逸脱した行動をとったのはむしろシーバの方で、ケイト・ブランシェットの透明な魅力で不潔に見えないが、やったことは「15歳の子どもと性的に関係するエロ教師」、という犯罪だ。作品を観ている人間は誰もシーバを責めないと思うが、現実だったらやっぱり非難轟轟だろう。
スキャンダルを犯したのはシーバであり、バーバラはすべてをノートに記しているだけ。
飼い猫が死んでパニックになったバーバラは、シーバに「家族より友である自分を選べ」と要求するが、もしペットの死という危機的状況になっていなければ非常識な要求をすることもなく、普通に穏やかにつきあいは続いていたのではないか?
・・・と思う程度にしか、バーバラの外向けの行動はおかしくなかった。シーバの前の女教師にも執着して接近禁止命令を出されていたようだが、その時はどんなストーキングをしたのか、シーバよりそっちのケースの方が気になったくらいだ。
なので、バーバラをそこまで怖いとは思えなかったのだが・・・もしかして少数派?(汗)
不思議なのは、バーバラの精神構造だ。
知的で現実をよく見ている教師であり、若い頃は理想を持った教師であったろう、だが年齢とキャリアを重ねるにしたがって現実に失望し、仕事ではなく親密な人間関係を熱烈に求めるようになった、らしい。
しかしその「求める親密な人間関係」も、あくまで自分の立場が上で相手が下でなければならない。そのため、毎回、年下で魅力のある女教師に目をつけている、らしい。
非常に支配的で、他人を求めながらも他人を信用していない。だから、親しくなるために弱みを握る。
自分は正直な気持ちを言わないのに、相手からは全面的な信頼を得ようとする。
以上の事から察するに、バーバラの望みは、たぶん、子どもを産んで育てることだったのではないか?
配偶者は対等だ。でも、子どもにとって親は、ある程度の年齢に育つまでは、絶対的な強者であり、絶対的に信頼している相手だと思う。
バーバラが真に求めているのは、母子関係なのではないだろうか。
まあ答えがわかったからといって、彼女の精神的な飢えが治まるわけではないのだが。
それに、もう年齢的に、出産も養子を育てるのも難しいようだから、解決策はないのだろう。

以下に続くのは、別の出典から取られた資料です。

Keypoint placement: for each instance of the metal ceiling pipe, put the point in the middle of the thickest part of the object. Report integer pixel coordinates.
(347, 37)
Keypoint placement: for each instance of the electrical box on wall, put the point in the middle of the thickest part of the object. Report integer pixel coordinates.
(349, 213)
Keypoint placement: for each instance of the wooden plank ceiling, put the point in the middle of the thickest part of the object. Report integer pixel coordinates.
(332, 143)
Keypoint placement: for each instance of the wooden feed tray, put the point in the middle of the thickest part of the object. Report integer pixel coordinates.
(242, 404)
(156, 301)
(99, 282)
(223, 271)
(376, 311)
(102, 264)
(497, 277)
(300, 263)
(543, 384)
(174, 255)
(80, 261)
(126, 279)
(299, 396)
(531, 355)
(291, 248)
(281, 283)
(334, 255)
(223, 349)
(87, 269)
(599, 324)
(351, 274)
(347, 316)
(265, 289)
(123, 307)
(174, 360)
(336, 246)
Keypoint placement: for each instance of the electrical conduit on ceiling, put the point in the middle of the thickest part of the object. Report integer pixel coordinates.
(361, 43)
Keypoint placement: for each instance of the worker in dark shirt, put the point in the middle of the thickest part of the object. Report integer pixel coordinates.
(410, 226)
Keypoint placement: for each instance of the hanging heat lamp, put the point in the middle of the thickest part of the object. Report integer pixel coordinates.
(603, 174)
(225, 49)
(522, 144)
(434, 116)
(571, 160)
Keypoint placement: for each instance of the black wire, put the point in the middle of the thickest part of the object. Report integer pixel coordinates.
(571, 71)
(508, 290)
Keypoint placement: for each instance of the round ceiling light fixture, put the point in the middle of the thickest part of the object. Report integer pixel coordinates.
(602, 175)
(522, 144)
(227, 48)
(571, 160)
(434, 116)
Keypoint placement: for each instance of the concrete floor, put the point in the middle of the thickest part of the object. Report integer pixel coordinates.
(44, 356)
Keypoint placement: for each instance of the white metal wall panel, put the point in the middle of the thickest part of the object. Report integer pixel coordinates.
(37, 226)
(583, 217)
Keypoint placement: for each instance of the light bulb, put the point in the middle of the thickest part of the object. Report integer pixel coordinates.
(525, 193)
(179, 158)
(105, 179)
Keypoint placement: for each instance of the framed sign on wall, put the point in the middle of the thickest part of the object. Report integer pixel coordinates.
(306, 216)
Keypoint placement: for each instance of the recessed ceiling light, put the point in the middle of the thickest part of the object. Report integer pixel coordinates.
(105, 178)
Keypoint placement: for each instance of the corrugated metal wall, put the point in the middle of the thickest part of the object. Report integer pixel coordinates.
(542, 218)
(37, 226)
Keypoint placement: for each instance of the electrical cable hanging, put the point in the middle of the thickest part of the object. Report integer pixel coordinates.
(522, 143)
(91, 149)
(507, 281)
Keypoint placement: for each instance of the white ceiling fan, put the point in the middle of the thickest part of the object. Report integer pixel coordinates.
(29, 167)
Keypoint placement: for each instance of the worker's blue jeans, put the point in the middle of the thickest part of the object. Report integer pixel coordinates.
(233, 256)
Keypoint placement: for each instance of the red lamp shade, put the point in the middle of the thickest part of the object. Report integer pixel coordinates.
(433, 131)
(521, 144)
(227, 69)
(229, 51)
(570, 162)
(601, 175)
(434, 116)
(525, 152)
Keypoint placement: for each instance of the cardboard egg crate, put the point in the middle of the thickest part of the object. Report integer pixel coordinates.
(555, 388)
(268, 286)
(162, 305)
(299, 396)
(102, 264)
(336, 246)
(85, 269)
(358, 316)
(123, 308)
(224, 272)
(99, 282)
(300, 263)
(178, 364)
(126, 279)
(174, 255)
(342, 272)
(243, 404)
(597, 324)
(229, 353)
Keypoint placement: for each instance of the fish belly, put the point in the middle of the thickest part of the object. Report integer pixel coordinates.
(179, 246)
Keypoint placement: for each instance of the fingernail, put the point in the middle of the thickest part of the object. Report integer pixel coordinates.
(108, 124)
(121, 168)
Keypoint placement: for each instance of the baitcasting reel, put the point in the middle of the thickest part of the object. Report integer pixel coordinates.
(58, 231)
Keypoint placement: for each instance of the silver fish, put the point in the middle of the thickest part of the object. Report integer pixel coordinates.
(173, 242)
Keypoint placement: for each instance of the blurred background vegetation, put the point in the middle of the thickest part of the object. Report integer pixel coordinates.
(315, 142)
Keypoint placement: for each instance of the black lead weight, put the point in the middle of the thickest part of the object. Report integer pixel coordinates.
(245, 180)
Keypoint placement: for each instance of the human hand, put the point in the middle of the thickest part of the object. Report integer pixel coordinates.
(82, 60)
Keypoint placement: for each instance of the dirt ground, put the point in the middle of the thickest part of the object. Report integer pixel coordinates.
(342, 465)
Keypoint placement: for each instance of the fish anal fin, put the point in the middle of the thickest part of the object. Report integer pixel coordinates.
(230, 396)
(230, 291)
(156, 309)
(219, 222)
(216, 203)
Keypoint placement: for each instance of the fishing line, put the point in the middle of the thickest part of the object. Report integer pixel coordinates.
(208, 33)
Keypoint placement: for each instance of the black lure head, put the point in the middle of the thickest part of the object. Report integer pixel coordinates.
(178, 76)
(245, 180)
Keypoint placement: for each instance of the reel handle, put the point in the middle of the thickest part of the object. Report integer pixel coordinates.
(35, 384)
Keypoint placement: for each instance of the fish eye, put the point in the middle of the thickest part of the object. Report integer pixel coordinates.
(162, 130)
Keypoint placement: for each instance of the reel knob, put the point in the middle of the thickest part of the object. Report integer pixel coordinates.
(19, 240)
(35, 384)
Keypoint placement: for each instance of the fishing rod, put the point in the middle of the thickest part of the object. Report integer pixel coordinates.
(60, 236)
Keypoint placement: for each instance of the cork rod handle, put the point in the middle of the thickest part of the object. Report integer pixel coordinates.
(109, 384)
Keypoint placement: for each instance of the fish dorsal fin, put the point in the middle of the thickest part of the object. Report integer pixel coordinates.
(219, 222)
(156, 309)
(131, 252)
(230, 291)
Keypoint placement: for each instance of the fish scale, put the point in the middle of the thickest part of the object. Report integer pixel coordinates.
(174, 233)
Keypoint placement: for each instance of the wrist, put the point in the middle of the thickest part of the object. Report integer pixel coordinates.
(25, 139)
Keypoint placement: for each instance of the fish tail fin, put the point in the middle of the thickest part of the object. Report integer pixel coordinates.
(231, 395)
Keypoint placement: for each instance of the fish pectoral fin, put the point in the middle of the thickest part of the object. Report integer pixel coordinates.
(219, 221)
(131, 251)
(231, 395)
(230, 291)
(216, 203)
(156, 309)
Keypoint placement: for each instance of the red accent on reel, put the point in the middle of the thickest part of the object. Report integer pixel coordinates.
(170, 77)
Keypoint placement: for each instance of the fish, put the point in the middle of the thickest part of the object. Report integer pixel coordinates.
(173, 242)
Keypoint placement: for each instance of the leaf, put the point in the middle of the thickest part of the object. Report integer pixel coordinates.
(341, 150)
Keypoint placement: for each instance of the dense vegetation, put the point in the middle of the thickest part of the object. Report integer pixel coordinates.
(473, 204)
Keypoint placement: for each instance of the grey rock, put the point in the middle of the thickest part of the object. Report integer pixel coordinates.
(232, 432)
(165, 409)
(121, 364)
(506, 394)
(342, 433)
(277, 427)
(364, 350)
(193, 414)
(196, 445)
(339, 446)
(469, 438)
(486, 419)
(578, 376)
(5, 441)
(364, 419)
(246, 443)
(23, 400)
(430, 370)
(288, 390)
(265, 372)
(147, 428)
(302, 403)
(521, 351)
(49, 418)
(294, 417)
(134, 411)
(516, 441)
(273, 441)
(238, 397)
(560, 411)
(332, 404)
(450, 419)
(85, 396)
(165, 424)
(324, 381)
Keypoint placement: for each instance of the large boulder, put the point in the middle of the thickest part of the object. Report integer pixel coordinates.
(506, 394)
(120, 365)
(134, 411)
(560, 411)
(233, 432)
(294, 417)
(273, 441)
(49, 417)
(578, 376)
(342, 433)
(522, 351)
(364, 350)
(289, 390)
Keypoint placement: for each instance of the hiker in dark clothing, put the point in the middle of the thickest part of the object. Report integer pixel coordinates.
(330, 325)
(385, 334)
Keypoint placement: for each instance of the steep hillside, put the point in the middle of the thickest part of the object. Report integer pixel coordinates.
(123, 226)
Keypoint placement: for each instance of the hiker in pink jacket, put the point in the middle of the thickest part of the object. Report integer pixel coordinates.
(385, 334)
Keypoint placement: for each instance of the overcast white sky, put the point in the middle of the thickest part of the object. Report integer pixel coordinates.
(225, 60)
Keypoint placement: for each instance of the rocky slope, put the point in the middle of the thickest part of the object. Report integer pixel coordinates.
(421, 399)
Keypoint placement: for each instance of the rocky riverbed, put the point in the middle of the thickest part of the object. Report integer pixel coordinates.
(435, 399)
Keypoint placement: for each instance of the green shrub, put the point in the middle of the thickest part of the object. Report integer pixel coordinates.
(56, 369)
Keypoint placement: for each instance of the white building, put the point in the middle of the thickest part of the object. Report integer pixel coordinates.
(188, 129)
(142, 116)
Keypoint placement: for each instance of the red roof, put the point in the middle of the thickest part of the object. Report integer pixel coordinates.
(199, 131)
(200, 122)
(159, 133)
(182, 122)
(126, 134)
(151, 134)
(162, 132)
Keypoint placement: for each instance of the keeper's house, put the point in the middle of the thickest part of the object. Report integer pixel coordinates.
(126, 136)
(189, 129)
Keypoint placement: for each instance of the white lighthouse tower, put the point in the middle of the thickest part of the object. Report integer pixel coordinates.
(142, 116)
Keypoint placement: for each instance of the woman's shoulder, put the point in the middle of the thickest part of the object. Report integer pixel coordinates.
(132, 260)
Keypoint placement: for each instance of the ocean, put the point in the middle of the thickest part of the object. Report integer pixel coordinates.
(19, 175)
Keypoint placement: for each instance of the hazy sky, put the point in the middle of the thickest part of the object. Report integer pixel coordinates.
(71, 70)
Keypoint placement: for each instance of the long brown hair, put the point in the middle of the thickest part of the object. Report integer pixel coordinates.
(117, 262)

まあこれからは、シーバとシーバの前の依存相手から学んだことをしっかりノートに書いてですね、親しくなった相手に依存しすぎないように、心地いい距離感の友人関係を築くように、努力できればいいんじゃないでしょうか。
と、バーバラの幸せを祈りつつ、でもバーバラタイプはなぜか失敗から学ばないから難しいかも…と諦めつつ、エンディングを観ました。上品にまとめてあり、長すぎず短すぎず、よかったです。